Leon perlahan membuka matanya, mengedipkan kekaburannya sampai dia fokus pada wajah Ian yang lelah tapi tersenyum. Rambutnya yang pendek dan cokelat muda lebih berantakan dari biasanya seperti yang dia habiskan beberapa jam terakhir dengan menggerakkan jari-jarinya dengan gugup.
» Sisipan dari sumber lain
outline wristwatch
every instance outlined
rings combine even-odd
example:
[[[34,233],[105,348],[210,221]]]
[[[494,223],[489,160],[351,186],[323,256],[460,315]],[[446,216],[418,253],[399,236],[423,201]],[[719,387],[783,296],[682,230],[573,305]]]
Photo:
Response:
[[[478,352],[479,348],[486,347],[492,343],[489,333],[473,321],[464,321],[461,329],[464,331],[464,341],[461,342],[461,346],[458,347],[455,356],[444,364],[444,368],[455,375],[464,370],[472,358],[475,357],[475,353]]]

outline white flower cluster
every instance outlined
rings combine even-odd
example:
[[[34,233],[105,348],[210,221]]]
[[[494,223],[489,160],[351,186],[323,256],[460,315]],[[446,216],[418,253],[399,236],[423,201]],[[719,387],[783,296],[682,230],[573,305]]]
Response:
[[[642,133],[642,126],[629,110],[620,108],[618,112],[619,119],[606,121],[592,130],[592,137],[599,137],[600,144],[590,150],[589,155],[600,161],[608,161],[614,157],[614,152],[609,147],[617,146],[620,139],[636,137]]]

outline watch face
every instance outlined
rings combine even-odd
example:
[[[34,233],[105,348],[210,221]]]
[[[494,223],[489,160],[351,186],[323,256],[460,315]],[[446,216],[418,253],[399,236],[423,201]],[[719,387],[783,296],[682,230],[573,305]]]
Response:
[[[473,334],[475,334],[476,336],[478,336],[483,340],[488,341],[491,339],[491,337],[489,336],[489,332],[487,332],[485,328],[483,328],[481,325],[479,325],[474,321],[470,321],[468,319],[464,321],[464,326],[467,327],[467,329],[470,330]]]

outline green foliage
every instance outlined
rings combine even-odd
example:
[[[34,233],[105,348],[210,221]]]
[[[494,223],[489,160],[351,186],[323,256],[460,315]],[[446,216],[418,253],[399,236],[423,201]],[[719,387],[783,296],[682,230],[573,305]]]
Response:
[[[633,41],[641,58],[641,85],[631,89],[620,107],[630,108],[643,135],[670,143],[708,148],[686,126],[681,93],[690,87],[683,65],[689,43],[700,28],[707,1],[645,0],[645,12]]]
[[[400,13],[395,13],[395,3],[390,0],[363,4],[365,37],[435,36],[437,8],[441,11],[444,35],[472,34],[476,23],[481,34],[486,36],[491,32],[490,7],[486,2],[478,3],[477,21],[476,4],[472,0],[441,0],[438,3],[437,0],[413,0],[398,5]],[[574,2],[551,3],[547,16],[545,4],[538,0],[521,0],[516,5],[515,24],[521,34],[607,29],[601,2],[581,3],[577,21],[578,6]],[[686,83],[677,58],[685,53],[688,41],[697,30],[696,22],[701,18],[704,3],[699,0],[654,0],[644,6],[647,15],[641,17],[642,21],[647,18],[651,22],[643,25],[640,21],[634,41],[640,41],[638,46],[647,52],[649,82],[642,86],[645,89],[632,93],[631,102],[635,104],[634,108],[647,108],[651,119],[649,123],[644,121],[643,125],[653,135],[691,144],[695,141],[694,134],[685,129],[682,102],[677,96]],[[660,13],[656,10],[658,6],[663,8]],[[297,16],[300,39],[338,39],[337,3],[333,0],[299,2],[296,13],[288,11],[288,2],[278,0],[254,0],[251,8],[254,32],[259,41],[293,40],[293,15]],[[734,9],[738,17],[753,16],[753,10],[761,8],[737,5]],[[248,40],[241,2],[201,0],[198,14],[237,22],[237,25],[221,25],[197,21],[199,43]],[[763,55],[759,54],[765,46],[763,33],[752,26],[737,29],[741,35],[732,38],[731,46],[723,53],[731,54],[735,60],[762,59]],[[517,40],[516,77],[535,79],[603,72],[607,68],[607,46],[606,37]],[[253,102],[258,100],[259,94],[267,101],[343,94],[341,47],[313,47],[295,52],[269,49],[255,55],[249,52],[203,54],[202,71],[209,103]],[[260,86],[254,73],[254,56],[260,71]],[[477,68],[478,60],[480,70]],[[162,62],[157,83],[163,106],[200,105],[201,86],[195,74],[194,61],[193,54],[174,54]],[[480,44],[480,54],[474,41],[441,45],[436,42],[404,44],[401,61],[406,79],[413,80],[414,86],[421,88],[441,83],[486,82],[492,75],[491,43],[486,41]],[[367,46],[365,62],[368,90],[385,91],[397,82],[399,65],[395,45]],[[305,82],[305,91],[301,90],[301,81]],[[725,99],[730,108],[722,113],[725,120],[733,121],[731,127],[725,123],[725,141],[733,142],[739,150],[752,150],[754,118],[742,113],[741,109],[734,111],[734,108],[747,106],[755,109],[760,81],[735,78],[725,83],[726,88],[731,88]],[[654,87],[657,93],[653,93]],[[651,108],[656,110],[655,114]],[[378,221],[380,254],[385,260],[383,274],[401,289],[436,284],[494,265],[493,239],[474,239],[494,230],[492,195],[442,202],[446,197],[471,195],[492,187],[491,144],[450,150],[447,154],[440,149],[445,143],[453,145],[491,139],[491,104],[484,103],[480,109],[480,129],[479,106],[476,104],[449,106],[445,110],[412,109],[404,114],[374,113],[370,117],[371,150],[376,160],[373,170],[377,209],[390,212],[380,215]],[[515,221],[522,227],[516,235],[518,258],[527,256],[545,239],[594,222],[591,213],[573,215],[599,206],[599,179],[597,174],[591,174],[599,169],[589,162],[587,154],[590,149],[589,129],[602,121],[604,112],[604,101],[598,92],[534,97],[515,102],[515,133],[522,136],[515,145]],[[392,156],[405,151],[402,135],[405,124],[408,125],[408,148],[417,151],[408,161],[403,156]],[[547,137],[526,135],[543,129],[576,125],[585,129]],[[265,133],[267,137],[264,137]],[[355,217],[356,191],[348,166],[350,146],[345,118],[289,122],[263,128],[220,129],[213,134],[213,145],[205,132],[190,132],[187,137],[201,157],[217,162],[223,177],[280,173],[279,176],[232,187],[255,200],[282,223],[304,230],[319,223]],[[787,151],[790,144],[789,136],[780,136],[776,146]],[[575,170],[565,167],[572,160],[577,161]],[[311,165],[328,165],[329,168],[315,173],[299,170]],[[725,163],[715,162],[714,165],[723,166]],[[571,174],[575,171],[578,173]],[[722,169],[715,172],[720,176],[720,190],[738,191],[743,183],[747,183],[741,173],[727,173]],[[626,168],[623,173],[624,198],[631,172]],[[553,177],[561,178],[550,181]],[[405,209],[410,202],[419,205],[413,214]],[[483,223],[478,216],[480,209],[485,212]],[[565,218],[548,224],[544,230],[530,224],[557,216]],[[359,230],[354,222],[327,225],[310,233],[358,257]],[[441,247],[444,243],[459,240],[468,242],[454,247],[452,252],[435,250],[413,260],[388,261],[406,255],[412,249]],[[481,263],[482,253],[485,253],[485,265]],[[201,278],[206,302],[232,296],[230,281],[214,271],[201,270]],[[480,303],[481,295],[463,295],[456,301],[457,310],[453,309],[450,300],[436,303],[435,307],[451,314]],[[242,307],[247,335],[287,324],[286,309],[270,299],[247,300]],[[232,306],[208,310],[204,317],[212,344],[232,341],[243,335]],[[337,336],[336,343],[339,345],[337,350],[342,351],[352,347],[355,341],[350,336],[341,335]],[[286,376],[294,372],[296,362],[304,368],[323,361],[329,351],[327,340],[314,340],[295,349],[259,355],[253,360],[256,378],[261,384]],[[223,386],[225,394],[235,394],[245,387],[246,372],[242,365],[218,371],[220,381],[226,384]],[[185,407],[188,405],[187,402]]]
Kemejanya terlepas dan kusut seolah-olah dia baru saja tidur.

"Selamat datang kembali," katanya, sebagian kekhawatiran hilang dari mata cokelatnya yang lelah.

"Dimana?" Suara Leon serak, tenggorokannya terasa seperti sedang berkumur dengan pecahan kaca.

"Kamu di rumah sakit." Senyum kecil aneh Ian membuat Leon bertanya-tanya apakah dia pernah menjawab pertanyaan itu sebelumnya. Temannya mengetik teks cepat dengan tangannya yang bebas, mungkin memberi tahu yang lain bahwa dia sadar, sebelum dia memasukkan telepon ke saku belakangnya lagi.